1. A particle of mass m and speed V collides at a right angle with a very massive wall in a perfectly elastic collision. What is the magnitude of the change in momentum of the particle?


2. P before colision = P after collision.

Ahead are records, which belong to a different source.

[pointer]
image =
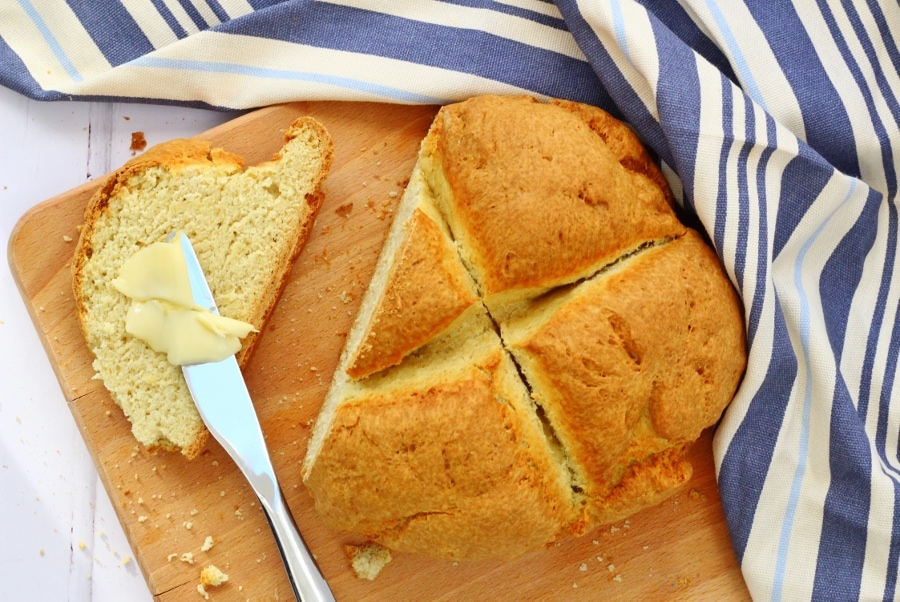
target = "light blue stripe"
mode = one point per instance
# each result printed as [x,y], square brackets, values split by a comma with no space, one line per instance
[803,451]
[343,82]
[737,57]
[619,27]
[51,40]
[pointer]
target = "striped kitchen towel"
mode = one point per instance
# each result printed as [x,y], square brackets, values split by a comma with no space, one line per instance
[776,122]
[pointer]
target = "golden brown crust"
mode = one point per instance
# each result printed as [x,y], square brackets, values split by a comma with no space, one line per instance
[452,460]
[627,335]
[538,198]
[426,290]
[660,334]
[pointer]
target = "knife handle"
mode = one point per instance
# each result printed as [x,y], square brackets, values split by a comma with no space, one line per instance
[306,579]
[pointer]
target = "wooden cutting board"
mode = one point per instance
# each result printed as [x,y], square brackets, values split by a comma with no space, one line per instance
[168,506]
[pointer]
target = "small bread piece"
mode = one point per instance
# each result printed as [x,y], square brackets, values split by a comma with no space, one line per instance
[247,227]
[604,337]
[368,559]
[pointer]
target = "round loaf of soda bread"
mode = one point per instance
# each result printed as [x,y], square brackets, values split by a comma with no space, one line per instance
[540,344]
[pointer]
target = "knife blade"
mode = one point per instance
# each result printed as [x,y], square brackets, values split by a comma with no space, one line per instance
[224,403]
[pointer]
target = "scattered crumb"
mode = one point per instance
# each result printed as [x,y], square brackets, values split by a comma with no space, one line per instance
[213,576]
[138,142]
[368,559]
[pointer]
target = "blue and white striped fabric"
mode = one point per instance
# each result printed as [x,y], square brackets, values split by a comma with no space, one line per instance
[777,123]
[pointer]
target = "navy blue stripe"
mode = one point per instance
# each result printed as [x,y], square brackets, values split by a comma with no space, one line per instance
[680,23]
[865,393]
[15,76]
[826,123]
[678,86]
[113,30]
[740,258]
[461,50]
[803,179]
[762,226]
[887,92]
[217,9]
[843,272]
[842,545]
[678,129]
[724,153]
[890,586]
[511,10]
[194,14]
[746,462]
[169,18]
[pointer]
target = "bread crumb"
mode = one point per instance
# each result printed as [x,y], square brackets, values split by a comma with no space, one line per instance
[368,559]
[213,576]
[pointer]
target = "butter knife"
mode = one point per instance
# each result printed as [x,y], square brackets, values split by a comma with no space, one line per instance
[224,403]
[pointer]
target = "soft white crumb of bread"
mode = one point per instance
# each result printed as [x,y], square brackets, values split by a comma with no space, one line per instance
[416,195]
[243,225]
[212,576]
[368,559]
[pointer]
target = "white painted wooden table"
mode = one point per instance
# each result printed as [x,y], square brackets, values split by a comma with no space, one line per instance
[59,537]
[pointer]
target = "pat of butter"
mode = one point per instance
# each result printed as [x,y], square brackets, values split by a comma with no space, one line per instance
[163,313]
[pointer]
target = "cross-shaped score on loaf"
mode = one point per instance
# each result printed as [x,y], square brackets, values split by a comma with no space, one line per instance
[541,342]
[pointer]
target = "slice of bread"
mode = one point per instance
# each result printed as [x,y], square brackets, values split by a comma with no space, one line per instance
[596,339]
[247,227]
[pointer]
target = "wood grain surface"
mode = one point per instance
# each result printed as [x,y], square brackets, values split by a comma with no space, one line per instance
[679,550]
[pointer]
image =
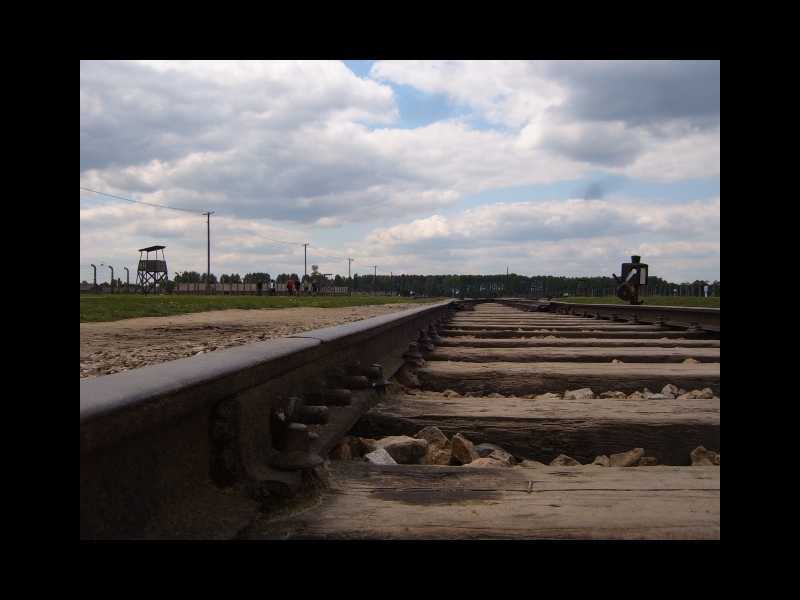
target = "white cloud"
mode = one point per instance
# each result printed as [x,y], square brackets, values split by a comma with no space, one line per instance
[312,146]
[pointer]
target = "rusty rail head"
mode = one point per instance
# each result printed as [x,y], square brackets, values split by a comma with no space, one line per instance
[116,406]
[160,444]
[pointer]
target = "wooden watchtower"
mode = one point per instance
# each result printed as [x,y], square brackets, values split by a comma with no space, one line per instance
[152,274]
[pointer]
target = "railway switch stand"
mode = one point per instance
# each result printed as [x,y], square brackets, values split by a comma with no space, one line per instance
[632,277]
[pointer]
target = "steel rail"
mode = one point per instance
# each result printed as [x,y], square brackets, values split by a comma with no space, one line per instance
[693,318]
[181,448]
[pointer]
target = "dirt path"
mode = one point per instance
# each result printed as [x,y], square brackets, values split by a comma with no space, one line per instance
[122,345]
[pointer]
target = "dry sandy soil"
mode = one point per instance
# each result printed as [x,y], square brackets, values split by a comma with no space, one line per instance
[122,345]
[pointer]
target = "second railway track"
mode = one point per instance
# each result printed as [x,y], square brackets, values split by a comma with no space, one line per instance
[491,372]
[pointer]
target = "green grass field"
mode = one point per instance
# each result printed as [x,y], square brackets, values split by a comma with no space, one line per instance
[649,301]
[113,307]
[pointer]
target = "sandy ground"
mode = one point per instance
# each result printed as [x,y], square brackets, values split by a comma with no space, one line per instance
[131,343]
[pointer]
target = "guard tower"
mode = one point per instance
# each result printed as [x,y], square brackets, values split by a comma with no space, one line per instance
[152,274]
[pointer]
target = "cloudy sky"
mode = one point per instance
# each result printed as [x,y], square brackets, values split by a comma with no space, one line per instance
[563,168]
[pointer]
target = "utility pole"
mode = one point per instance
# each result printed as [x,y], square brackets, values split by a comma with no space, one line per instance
[208,264]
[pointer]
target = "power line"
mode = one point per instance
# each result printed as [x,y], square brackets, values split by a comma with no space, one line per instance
[196,212]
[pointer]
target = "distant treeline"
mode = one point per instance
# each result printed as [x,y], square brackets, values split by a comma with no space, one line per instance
[471,286]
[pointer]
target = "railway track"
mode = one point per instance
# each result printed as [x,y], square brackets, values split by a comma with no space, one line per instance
[266,441]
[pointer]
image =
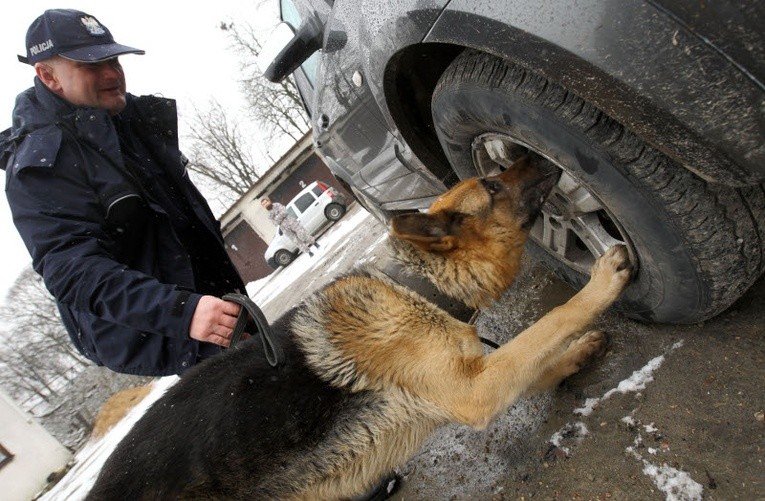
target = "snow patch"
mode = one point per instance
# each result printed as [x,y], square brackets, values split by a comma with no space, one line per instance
[638,381]
[677,485]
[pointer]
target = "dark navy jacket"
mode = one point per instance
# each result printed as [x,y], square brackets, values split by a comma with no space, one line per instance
[103,241]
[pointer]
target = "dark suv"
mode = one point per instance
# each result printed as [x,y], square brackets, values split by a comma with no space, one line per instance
[653,110]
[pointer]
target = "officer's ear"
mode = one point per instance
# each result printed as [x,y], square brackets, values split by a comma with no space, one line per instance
[46,72]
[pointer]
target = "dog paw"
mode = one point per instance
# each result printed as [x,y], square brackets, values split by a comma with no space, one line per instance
[582,350]
[612,271]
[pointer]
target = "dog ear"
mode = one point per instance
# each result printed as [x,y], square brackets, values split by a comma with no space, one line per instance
[430,232]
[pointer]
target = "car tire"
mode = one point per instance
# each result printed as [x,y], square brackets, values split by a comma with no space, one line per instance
[697,246]
[283,257]
[334,211]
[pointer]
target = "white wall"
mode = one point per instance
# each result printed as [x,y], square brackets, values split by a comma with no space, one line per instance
[36,454]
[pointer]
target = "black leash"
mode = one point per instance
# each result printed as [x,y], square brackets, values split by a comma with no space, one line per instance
[249,310]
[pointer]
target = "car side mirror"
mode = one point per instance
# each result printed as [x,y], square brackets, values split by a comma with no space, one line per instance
[285,51]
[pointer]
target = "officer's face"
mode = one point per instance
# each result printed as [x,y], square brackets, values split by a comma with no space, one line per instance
[98,85]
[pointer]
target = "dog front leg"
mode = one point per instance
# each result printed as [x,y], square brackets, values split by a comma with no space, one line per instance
[550,349]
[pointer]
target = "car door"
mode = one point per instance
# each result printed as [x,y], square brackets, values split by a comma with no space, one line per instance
[309,214]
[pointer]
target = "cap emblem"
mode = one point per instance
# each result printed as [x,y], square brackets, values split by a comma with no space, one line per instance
[93,26]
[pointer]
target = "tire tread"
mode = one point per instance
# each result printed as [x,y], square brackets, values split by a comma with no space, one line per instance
[723,227]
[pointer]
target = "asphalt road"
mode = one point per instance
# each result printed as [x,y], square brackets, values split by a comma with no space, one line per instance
[669,412]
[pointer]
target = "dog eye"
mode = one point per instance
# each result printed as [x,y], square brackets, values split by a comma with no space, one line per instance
[493,187]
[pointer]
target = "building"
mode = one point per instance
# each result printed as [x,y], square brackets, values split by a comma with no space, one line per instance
[245,226]
[28,453]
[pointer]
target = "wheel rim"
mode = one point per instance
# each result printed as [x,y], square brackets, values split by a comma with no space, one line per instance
[574,225]
[283,258]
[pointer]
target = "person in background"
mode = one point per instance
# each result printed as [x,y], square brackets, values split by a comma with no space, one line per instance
[100,194]
[295,231]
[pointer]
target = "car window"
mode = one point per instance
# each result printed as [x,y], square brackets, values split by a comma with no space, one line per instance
[304,201]
[291,16]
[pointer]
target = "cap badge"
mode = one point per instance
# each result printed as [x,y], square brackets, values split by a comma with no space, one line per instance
[93,27]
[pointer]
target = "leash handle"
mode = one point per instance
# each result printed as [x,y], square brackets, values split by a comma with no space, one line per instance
[249,309]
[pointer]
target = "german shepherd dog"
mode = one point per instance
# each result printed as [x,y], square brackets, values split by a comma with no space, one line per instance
[371,368]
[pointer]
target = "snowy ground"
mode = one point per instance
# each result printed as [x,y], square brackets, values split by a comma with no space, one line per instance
[670,412]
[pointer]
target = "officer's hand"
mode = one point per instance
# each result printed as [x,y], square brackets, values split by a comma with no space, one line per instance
[214,321]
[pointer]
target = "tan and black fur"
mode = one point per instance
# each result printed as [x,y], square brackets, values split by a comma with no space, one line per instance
[372,368]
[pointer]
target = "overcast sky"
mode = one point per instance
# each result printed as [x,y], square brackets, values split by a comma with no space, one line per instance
[187,58]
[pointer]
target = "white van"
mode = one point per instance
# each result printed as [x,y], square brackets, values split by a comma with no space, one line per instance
[316,207]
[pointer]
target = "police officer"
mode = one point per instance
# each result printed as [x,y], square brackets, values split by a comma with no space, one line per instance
[100,194]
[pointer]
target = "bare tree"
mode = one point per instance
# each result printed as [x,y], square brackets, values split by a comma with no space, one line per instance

3. I think the answer is zero. Is this correct?

Thanks in advance! :)

 

[shawshank]

sorry, wrong

 

[ddrtrinity]

Well, it does change direction. :) So it's -1 x P (for the new velocity).

 

[Bill Foster]

Momentum prior to collision: $$m\vec{v_1}$$
Momentum after collision: $$m\vec{v_2}$$

$$\vec{v_1}=v_x \hat{x}$$
$$\vec{v_2}=-v_x \hat{x}$$

$$\Delta{p}=m(\vec{v_1}-\vec{v_2})$$
$$\Delta{p}=m(v_x\hat{x}- - v_x\hat{x})$$
$$\Delta{p}=2m v_x \hat{x}$$

Since it asks for magnitude:

$$2mv$$

 

[shawshank]

Sorry, bill is right, i was wrong.
Perfectly elastic collision occurs in isolated systems tho no? so you can't really consider this a collision, this is like magnitude of velocity in equals to magnitude of velocity out.

 

[Dorney]

Momentum prior to collision: $$m\vec{v_1}$$
Momentum after collision: $$m\vec{v_2}$$

$$\vec{v_1}=v_x \hat{x}$$
$$\vec{v_2}=-v_x \hat{x}$$

$$\Delta{p}=m(\vec{v_1}-\vec{v_2})$$
$$\Delta{p}=m(v_x\hat{x}- - v_x\hat{x})$$
$$\Delta{p}=2m v_x \hat{x}$$

Since it asks for magnitude:

$$2mv$$

Thank you! That makes so much more sense!